Padahal ia bukan pemain yang paling teknikal.
Bukan pula yang paling fisikal.
Bukan pula yang paling lincah.
Tetapi ia punya 3 karakteristik yang membuatnya bisa sukses di mana pun, di dalam maupun di luar lapangan.
Thomas Müller namanya.
Pertama, kecerdasannya membaca situasi.
Ia tidak mengejar bola.
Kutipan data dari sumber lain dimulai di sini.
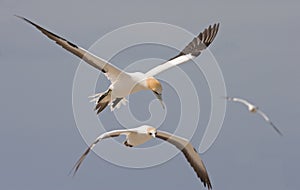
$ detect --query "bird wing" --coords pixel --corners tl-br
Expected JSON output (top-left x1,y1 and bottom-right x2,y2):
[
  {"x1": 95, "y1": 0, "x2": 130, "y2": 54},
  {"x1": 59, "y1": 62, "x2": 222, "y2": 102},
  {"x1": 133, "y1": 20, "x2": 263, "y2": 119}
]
[
  {"x1": 156, "y1": 131, "x2": 212, "y2": 189},
  {"x1": 70, "y1": 129, "x2": 131, "y2": 176},
  {"x1": 256, "y1": 109, "x2": 282, "y2": 136},
  {"x1": 146, "y1": 23, "x2": 219, "y2": 77},
  {"x1": 226, "y1": 97, "x2": 254, "y2": 107},
  {"x1": 16, "y1": 15, "x2": 122, "y2": 82}
]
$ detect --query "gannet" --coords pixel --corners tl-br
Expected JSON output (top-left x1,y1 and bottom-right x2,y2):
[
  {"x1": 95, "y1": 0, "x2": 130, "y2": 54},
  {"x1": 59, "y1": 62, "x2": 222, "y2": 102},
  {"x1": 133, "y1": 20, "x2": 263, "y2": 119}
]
[
  {"x1": 16, "y1": 15, "x2": 219, "y2": 114},
  {"x1": 225, "y1": 97, "x2": 282, "y2": 136},
  {"x1": 71, "y1": 125, "x2": 212, "y2": 189}
]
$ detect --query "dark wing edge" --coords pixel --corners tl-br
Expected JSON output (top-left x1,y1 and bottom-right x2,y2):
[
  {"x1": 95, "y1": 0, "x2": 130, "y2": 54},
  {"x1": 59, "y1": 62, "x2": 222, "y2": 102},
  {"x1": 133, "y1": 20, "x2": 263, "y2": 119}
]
[
  {"x1": 169, "y1": 23, "x2": 220, "y2": 61},
  {"x1": 156, "y1": 131, "x2": 212, "y2": 190}
]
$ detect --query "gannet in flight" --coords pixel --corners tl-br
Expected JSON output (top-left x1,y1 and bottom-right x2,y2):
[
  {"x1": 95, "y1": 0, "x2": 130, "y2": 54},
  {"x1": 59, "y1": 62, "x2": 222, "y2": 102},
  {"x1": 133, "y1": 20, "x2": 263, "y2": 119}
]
[
  {"x1": 225, "y1": 97, "x2": 282, "y2": 136},
  {"x1": 16, "y1": 15, "x2": 219, "y2": 114},
  {"x1": 71, "y1": 125, "x2": 212, "y2": 189}
]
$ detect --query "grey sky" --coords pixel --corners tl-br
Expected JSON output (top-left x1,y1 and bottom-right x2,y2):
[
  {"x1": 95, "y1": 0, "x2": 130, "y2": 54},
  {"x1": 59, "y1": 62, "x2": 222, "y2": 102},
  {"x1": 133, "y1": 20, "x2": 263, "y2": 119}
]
[{"x1": 0, "y1": 0, "x2": 300, "y2": 190}]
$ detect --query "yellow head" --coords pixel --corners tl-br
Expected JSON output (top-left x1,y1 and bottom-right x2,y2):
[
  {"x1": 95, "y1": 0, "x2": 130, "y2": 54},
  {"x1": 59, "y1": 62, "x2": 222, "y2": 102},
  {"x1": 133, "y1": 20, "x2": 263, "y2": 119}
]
[{"x1": 147, "y1": 127, "x2": 157, "y2": 138}]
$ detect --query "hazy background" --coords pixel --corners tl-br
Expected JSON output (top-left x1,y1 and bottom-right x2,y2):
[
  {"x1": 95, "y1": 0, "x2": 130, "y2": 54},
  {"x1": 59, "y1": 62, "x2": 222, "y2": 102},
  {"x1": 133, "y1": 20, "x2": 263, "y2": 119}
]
[{"x1": 0, "y1": 0, "x2": 300, "y2": 190}]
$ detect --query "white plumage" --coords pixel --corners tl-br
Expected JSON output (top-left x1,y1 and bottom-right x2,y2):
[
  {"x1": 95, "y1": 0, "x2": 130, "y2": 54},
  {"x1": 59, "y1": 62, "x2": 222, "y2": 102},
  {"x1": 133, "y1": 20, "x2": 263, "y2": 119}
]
[
  {"x1": 71, "y1": 125, "x2": 212, "y2": 189},
  {"x1": 17, "y1": 16, "x2": 219, "y2": 114},
  {"x1": 225, "y1": 97, "x2": 282, "y2": 136}
]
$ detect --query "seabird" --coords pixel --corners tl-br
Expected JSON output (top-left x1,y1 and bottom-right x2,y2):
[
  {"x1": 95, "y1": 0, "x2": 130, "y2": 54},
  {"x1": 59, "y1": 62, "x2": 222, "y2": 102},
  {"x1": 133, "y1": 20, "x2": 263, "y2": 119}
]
[
  {"x1": 225, "y1": 97, "x2": 282, "y2": 136},
  {"x1": 71, "y1": 125, "x2": 212, "y2": 189},
  {"x1": 16, "y1": 15, "x2": 219, "y2": 114}
]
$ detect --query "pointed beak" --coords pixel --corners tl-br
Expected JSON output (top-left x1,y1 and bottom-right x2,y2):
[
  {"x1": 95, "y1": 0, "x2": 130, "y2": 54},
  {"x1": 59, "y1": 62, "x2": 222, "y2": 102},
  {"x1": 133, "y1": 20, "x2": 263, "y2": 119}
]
[{"x1": 153, "y1": 91, "x2": 165, "y2": 109}]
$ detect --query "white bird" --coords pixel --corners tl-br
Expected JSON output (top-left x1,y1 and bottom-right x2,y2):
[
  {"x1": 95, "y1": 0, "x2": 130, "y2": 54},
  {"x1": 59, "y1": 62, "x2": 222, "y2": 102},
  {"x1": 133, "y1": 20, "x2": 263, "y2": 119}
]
[
  {"x1": 16, "y1": 15, "x2": 219, "y2": 114},
  {"x1": 71, "y1": 125, "x2": 212, "y2": 189},
  {"x1": 225, "y1": 97, "x2": 282, "y2": 136}
]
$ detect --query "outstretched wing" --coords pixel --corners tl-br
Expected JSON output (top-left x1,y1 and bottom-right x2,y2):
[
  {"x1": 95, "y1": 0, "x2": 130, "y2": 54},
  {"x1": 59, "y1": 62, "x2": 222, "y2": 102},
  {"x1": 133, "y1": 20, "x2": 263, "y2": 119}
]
[
  {"x1": 225, "y1": 97, "x2": 254, "y2": 107},
  {"x1": 156, "y1": 131, "x2": 212, "y2": 189},
  {"x1": 256, "y1": 109, "x2": 282, "y2": 136},
  {"x1": 70, "y1": 129, "x2": 130, "y2": 176},
  {"x1": 146, "y1": 23, "x2": 219, "y2": 76},
  {"x1": 16, "y1": 15, "x2": 122, "y2": 82}
]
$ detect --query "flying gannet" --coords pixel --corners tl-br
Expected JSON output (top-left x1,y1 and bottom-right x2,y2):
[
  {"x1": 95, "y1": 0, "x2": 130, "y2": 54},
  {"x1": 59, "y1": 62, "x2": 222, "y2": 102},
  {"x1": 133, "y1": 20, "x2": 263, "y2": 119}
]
[
  {"x1": 71, "y1": 125, "x2": 212, "y2": 189},
  {"x1": 225, "y1": 97, "x2": 282, "y2": 136},
  {"x1": 16, "y1": 15, "x2": 219, "y2": 114}
]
Ia memprediksi ke mana bola akan datang.
Ini bukan hanya soal football IQ yang tinggi, tetapi juga pergerakan tanpa bola yang mumpuni.
Mirip Inzaghi, ia hadir di ruang dan momen yang tepat.
Tak heran bila ia dijuluki Raumdeuter, “Si Penerjemah Ruang”.
Kedua, Müller fokus pada apa yang bisa ia berikan untuk tim, dan siap beradaptasi untuk itu.
Puluhan pelatih sudah datang dan pergi di Bayern Munich, tetapi Müller tetap menjadi starter. Mengapa?
Karena ia fokus pada kontribusi, bukan posisi.
Saat Lewandowski bergabung ke Bayern, Müller tidak berupaya bersaing di posisi striker tengah.
Ia justru menguasai peran lain, menjadi penghubung, mengisi ruang di sayap, dan mengkomplementer Lewandowski agar tim menjadi lebih berbahaya dan efektif.
Terakhir, karakter dan kepemimpinannya.
Müller tidak hanya bermain untuk tim, ia menjaga tim tetap utuh.
Mengangkat moral saat turun.
Mencairkan tekanan di momen-momen penting.
Ia mungkin bukan yang paling menonjol di lapangan.
Tetapi ia adalah alasan banyak pemain lain bisa tampil maksimal. Dan akhirnya tim pun menang.
Mungkin itulah yang dilihat Harvard.
Bahwa kehebatan bukan tentang menjadi yang paling tampak, tapi tentang menjadi yang paling berdampak.
Bagi pemain muda Indonesia, mungkin ini bisa jadi pelajaran.
Tidak semua orang terlahir dengan teknik seperti Messi, atau kecepatan seperti Doku.
Ada hal lain yang bisa dipelajari untuk meraih sukses. Kemampuan membaca ruang, kesiapan beradaptasi untuk kepentingan tim, dan menjadi elemen positif di dalam tim.